Programming is fun
The read at http://stilldrinking.org/programming-sucks is cool. It says a lot that is true (and it’s an awesome name for a web site), but I think that he’s missing something!
Programming is a creative pursuit. It is used in engineering, but it is itself only engineering in the same way that writing a novel is engineering. When you’re writing a {program,novel}, you have an idea to express. You have an infinite number of ways to express it, and you have many languages to choose from. But in the end you’re trying to create an effect, and you can judge your success on how well you create the effect.
I love programming. Before I discovered it I used to do a lot of logic puzzles and crosswords, because I liked solving puzzles! And programming is an amazing puzzle, because there is no single right answer.
The reason that I think the bridge analogy doesn’t really apply, is that people have been building bridges forever. It’s a pretty well understood field. Other than the substitution of more modern materials the requirements and design for bridges probably don’t change much. Compare that to software design. Bridge requirements change over decades, as trucks get bigger and traffic gets heavier. Software design changes by the minute. You demonstrate a system and when people see it they get an idea for a way to use it that they haven’t thought of before.

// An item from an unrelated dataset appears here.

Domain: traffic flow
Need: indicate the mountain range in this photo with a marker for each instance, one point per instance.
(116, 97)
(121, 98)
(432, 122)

I think that if software design ever gets to the point where it can be done by numbers, the types of people who want to do it will change dramatically. At the moment people who like solving puzzles and creating things do well in IT. If it gets to a point where it is so cookie-cutter that it can be done by numbers, or standards and strict methodologies, we’ll have people seriously debating whether to choose accounting or IT as a career path! No offence meant to accountants, but creative accountants tend to get into trouble. As would creative programmers in that sort of environment.
Ironically, I think that ‘Still drinking’s article is a great piece of programming. He obviously enjoyed writing it, and is rightly proud of it and the effects that it’s produced. That’s programming!
The effects of many different people having different, conflicting opinions and standards can be a real problem, but only if what I think affects how you implement something.
I think that what we need to do, is to give people the freedom to create, rejoice in their creativity, and implement things however they like. Let people be as happy with their code as ‘Still drinking’ is with his article! BUT, when it comes to talking to others (code), we need to cleanly define the borders and interfaces.
Testing anything even remotely complicated is impossible, so reduce the size of the chunks that we develop to things that can be cleanly and unambiguously specified and tested.